Lo aprendido, y lo aprehendido

Después de aquella experiencia, de haber conocido la plenitud, me fue imposible volver atrás; mi consciencia, la manera que tenía de percibir, de ver la realidad, se había transformado, expandido. Podría afirmar, sin temor a errarle, que nuestra consciencia es como un jugoso y enorme chicle, y como tal, puede expandirse, estirarse, desde centímetros, metros, millas, a kilómetros cuadrados. Cuanto más se expande el chicle, más integrados a la naturaleza estamos, y cuanto más integrados a la naturaleza estamos, mayor es el goce, mayor es la plenitud, mayor es la intensidad. Intento hacer el ejercicio de imaginarme cuánta intensidad, magnitud y poder guarda en sí mismo el océano, y se me desborda la mente de pensarlo, y en seguida me viene a la memoria el niño que veía por primera vez el océano y le dice a su papá "Pa, ¿me ayudás a mirar? Es que me pierdo".

Teniendo claro esto, poco a poco comencé a entender el funcionamiento de mi mente, a conocerme, a estar más atento; empecé, gradualmente, a trabajar en mi capacidad de observación e introspección, a desarrollar mi intuición, a ponerla en práctica.

Creo que uno de los aprendizajes más trascendentes que me dejó este viaje, fue comprender que cualquier concepto o experiencia que viniese de afuera, proyectada hacia el exterior, no es más que el reflejo de lo que soy. Es decir, la experiencia de haberme reconocido enteramente en el muchacho que viajaba al lado mío en el ómnibus, me llevó a entender que el otro también soy yo, que las frustraciones (las emociones, los pensamientos) que proyecto y que me genera el otro, son mías, habitan en mí. Sé que cualquier situación, persona o cosa que la vida me ponga en frente cumple una función: reconocerme a mí mismo, en mi luz y en mi sombra.

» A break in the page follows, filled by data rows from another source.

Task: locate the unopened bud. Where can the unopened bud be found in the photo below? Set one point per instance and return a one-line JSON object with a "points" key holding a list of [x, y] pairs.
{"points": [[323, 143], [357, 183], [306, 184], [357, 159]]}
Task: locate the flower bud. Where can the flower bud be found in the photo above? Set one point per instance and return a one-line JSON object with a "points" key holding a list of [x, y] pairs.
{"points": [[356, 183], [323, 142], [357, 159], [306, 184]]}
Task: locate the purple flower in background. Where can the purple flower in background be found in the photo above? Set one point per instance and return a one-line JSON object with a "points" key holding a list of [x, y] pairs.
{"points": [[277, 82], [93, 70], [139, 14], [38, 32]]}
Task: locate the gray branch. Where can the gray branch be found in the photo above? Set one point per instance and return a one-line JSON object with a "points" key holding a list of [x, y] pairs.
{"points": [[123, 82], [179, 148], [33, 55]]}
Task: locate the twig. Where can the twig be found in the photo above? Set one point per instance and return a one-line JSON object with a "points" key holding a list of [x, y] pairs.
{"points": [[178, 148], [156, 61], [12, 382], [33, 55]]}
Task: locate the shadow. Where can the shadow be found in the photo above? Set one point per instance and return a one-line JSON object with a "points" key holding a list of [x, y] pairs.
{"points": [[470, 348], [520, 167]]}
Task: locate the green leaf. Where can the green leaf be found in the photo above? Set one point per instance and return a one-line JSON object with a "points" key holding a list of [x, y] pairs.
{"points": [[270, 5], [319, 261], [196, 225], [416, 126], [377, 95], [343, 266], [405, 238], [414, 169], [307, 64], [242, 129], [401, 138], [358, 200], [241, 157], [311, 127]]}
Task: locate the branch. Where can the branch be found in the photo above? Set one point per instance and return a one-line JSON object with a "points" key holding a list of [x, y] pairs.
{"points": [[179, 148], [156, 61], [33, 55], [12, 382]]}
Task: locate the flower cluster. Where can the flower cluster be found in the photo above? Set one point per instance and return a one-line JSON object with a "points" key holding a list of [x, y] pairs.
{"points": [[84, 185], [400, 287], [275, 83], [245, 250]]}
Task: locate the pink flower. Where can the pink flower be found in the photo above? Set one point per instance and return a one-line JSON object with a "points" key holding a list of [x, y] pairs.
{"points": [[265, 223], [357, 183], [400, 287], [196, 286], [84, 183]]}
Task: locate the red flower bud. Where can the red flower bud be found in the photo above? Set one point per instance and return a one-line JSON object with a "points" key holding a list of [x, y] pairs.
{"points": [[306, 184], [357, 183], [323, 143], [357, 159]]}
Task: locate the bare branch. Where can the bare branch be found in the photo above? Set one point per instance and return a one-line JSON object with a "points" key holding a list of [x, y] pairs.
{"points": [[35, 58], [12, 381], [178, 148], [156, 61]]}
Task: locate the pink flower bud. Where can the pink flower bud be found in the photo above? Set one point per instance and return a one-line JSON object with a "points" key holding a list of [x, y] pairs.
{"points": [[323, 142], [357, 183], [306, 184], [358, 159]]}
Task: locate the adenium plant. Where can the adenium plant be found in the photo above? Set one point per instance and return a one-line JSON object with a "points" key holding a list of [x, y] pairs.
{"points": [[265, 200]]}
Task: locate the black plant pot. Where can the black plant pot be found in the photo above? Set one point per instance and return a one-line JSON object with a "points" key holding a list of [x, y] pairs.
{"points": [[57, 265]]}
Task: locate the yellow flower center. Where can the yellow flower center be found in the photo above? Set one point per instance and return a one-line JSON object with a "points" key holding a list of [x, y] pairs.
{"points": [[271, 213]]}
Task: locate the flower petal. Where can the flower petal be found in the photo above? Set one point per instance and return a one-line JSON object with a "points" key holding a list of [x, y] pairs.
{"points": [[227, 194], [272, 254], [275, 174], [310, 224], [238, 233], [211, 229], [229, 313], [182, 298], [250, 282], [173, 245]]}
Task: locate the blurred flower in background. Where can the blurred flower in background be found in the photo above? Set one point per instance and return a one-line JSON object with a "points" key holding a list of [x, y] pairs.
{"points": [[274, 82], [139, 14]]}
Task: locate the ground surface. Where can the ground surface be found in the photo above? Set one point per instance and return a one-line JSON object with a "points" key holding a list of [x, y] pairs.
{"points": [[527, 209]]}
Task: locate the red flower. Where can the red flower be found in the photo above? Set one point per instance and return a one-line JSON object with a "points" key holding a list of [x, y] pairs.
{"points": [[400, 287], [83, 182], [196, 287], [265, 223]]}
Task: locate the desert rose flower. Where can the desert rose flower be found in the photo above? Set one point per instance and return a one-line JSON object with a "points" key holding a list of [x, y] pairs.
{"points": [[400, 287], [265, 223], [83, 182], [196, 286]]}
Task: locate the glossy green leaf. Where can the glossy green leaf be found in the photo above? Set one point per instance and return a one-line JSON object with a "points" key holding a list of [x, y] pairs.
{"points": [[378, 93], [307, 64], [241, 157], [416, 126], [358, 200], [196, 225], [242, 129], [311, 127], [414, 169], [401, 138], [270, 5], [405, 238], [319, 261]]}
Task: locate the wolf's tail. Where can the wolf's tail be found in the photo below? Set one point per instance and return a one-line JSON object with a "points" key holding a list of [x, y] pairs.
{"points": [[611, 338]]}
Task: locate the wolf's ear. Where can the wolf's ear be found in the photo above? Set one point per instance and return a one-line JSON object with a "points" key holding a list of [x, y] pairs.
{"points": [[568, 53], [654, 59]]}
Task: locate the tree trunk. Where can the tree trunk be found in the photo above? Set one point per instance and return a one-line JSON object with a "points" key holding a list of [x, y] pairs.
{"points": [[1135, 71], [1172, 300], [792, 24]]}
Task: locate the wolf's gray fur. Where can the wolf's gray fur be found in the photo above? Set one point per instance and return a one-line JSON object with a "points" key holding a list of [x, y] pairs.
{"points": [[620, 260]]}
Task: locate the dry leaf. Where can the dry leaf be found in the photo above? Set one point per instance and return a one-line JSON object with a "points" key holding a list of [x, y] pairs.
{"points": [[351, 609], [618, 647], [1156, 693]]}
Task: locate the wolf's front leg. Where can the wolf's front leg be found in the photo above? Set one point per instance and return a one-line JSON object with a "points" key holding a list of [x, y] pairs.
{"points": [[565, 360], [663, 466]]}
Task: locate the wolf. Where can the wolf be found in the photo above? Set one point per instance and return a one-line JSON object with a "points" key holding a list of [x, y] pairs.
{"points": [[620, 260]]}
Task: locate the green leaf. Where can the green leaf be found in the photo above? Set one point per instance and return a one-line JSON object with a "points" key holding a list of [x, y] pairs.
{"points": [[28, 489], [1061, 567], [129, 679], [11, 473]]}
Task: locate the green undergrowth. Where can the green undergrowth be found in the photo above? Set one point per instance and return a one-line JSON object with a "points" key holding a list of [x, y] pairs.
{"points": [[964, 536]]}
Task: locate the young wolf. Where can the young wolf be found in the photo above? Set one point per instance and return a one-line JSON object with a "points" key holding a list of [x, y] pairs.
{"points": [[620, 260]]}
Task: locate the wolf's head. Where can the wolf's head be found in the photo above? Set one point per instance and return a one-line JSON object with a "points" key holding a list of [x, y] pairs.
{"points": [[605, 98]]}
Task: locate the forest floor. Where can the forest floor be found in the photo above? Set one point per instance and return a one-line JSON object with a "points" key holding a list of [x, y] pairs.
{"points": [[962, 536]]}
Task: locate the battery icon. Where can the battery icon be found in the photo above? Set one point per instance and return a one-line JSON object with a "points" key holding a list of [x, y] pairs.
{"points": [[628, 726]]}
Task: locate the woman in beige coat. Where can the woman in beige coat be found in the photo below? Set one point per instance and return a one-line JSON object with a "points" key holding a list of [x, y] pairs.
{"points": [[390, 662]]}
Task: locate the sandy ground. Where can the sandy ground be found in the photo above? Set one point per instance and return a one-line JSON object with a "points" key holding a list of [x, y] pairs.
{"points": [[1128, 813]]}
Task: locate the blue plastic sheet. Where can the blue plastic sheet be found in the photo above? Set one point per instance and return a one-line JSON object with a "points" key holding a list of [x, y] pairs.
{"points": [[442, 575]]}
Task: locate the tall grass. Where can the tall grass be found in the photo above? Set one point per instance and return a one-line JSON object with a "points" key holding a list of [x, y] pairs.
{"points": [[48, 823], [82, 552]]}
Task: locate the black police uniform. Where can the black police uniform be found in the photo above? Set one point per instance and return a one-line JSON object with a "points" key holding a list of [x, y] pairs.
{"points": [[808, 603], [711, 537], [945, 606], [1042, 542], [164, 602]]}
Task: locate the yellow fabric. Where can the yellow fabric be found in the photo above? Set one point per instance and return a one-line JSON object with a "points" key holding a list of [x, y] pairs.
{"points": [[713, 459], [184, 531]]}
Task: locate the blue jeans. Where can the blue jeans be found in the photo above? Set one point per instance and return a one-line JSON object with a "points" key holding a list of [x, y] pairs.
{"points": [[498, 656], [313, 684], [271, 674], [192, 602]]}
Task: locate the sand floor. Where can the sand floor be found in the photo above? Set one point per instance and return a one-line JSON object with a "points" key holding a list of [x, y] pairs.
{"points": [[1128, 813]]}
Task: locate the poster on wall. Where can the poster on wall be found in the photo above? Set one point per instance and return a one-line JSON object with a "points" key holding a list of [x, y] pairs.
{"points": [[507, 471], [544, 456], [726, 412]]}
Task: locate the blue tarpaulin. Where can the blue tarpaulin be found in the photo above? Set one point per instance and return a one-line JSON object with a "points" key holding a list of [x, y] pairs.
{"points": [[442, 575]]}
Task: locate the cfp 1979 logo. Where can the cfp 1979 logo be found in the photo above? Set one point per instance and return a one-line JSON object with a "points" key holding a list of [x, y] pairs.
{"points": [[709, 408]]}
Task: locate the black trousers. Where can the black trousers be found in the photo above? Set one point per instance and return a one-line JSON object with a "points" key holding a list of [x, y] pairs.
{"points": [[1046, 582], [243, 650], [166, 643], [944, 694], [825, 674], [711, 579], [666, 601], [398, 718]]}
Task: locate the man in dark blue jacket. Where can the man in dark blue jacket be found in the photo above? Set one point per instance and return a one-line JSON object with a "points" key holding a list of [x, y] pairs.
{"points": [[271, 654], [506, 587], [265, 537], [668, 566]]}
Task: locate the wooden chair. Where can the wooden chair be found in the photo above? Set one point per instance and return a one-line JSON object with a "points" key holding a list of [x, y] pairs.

Estoy convencido de que no hay nada más laborioso, complejo y doloroso para el ser humano que emprender el viaje que conduce hacia sí mismo; nada le es más difícil que aceptar y reconocer, con humildad, honestidad y entrega, que debajo de todas esas capas rígidas, duras, debajo de la caparazón, muchas veces oxidada, escondemos un niño tremendamente herido, muerto de miedo cuyo único y mayor anhelo en la vida es expresarse en toda su magnitud, en todo su potencial.

Estas tres experiencias luminosas, de alguna forma me hicieron sentir que le tenemos miedo, incluyéndome, a la intensidad, a la abundancia, a lo divino. ¡Por supuesto! Grita alguien ahí afuera, con ímpetu y decidido a expresarse: cómo no tenerle miedo a algo tan grande e intenso si desde que nacemos nos implantan un chip dentro de nuestro cerebro con un software de 1849, educándonos desde una idea limitada, pequeña, a través de la carencia, de lo que falta, de lo que no hay, ideales heredados de antiguas generaciones. Que eso está bien, que eso es correcto, que eso está mal, saca la mano, camina despacio, igual que tu hermano, pórtate bien, que es el deber, que no, que sí, que 2+2 es igual a 4, y eso no se discute, que El Señor te está mirando, bla, bla, bla, amén...  Siempre recuerdo que somos hijos, nietos, bisnietos de la guerra, de persecusiones, de violencia, de grietas, de caos, de hambre. Viniendo desde ese lado, algo tan grande e intenso ¡cómo no va a asustar!